今回のクラウドファンディングは多くの方に支援していただけました。「All-or-Nothing方式」という、目標金額を達成した場合のみ支援金を受け取れる方式にしたのですが、達成できました。普段から支えてくださっている方や、グラビア時代から20年以上も応援してくださる方もいらっしゃるので、本当にありがたいです。完成するのが待ち遠しいです。

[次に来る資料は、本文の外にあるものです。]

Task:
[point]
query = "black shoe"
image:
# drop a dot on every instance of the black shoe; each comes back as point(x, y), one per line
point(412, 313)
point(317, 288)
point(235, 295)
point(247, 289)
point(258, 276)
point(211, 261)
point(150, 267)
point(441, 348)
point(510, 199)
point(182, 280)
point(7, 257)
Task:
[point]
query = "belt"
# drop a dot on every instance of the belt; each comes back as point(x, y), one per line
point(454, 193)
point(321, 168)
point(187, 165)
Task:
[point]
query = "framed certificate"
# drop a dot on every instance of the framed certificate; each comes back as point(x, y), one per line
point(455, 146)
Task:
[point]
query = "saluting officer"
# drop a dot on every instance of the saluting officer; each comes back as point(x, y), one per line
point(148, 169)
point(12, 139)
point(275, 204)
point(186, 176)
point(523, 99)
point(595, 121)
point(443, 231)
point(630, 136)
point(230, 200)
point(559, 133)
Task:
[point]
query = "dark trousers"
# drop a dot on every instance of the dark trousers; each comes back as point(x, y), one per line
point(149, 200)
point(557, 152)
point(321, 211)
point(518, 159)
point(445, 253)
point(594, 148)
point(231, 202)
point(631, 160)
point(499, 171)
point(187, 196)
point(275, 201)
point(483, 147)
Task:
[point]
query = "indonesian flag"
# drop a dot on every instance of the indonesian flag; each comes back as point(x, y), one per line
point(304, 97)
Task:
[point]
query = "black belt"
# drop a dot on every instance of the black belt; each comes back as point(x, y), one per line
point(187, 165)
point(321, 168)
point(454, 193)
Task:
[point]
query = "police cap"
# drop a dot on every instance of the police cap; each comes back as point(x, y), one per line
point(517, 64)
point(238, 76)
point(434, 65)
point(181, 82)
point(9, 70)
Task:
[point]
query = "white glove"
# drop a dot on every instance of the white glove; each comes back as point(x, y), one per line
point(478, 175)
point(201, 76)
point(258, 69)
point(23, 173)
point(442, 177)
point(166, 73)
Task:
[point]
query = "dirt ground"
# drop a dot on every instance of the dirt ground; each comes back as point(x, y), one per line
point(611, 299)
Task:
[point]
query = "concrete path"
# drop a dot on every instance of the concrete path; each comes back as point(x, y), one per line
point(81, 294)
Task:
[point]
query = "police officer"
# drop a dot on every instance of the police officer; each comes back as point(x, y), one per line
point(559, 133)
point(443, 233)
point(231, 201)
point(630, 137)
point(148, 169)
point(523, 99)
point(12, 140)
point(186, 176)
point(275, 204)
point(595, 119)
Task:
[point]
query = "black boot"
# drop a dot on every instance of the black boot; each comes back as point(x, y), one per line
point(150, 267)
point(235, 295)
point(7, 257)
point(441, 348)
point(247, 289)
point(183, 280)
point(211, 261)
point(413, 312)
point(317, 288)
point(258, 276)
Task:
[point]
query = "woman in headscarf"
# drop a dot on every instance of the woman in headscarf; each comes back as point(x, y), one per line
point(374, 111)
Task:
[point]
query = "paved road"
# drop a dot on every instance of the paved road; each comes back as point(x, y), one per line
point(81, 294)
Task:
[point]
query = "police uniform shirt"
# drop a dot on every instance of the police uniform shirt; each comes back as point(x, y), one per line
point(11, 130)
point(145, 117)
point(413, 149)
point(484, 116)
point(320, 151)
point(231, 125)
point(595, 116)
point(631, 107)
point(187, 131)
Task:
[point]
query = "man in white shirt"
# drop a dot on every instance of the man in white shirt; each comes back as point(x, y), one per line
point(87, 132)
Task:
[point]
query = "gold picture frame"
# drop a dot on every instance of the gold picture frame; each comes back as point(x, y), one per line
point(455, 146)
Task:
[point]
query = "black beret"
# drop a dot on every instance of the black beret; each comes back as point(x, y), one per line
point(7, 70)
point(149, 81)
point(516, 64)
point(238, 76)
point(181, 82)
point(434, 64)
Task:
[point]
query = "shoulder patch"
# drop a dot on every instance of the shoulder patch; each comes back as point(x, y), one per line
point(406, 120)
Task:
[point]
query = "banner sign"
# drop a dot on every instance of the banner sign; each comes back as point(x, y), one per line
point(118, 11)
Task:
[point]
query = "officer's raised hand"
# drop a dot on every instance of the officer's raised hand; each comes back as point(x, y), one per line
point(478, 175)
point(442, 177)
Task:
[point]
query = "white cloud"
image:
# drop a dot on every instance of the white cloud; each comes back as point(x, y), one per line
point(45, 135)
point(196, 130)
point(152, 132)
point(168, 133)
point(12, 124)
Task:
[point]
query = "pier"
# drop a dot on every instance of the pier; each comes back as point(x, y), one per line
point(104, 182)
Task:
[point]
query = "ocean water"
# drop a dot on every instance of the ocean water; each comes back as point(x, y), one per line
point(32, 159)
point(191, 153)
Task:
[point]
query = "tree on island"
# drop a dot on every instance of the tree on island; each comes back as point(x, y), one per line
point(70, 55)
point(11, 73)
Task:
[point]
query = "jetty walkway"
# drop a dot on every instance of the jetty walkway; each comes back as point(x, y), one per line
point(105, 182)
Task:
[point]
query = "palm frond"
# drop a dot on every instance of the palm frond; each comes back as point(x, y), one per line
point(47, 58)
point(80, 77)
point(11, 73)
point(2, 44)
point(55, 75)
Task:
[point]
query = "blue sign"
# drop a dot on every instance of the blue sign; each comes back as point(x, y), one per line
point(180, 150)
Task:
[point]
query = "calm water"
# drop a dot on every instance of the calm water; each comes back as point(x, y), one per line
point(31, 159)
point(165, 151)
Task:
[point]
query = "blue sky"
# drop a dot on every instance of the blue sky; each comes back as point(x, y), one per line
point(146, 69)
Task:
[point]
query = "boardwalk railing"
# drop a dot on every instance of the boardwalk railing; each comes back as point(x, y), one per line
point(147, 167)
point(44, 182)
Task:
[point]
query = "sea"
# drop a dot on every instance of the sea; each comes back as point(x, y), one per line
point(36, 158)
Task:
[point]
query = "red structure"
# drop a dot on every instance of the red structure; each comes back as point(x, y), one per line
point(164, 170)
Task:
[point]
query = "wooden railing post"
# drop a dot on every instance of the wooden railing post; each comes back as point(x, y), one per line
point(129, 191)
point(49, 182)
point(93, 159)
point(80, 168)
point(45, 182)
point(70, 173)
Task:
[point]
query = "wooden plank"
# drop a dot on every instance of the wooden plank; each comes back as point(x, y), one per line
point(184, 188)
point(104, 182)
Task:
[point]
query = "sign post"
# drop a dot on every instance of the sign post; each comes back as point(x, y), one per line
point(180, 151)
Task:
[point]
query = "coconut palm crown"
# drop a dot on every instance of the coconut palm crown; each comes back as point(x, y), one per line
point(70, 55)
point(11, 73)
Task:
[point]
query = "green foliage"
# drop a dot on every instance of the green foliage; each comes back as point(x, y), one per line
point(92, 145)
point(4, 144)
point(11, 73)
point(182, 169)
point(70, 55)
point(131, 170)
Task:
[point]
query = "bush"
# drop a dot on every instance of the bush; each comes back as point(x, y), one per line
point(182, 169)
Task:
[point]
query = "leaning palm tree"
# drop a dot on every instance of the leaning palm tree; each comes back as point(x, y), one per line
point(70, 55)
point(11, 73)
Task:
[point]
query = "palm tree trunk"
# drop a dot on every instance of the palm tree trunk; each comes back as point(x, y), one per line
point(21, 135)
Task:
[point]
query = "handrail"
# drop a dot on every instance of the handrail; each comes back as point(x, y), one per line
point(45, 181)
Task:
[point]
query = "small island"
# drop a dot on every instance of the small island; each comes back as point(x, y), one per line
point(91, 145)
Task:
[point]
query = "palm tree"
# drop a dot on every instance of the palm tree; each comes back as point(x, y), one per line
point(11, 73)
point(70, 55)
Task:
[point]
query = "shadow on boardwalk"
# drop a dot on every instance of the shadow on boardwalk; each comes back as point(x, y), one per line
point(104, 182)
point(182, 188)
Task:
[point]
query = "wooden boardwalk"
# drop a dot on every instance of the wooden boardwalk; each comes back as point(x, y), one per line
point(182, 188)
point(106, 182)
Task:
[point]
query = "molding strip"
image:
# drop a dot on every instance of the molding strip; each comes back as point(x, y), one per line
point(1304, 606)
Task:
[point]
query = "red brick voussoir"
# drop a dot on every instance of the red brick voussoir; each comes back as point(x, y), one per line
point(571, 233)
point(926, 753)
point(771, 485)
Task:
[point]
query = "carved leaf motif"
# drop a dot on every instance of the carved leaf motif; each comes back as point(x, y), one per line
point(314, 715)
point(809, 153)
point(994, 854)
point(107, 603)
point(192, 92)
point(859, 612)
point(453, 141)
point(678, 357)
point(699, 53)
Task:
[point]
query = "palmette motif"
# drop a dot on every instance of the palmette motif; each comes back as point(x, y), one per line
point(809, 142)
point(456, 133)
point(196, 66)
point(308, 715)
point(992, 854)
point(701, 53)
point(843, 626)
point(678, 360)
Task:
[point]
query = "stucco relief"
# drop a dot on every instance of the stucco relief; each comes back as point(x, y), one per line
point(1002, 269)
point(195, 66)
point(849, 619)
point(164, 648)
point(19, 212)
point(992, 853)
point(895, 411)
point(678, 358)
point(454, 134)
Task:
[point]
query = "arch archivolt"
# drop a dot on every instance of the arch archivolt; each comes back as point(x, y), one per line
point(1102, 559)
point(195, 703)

いのうえさんが考える「やりたいこと」を「できるに変える」ために必要なこと
ーーさくマガのコンセプトが「やりたいことをできるに変える」なのですが、いのうえさんがやりたいことをできるに変えるために必要だと思うことを教えてください。
フリーランスの場合「やりたいこと」を実現させるためには、やりたいことだけをやっていればよいわけではありません。生活にはお金が必要なので、何か安定した収入源を持っておく必要があります。そうすれば、お金を気にせずに自分のやりたいことや、やりたい仕事に挑戦できると思うんです。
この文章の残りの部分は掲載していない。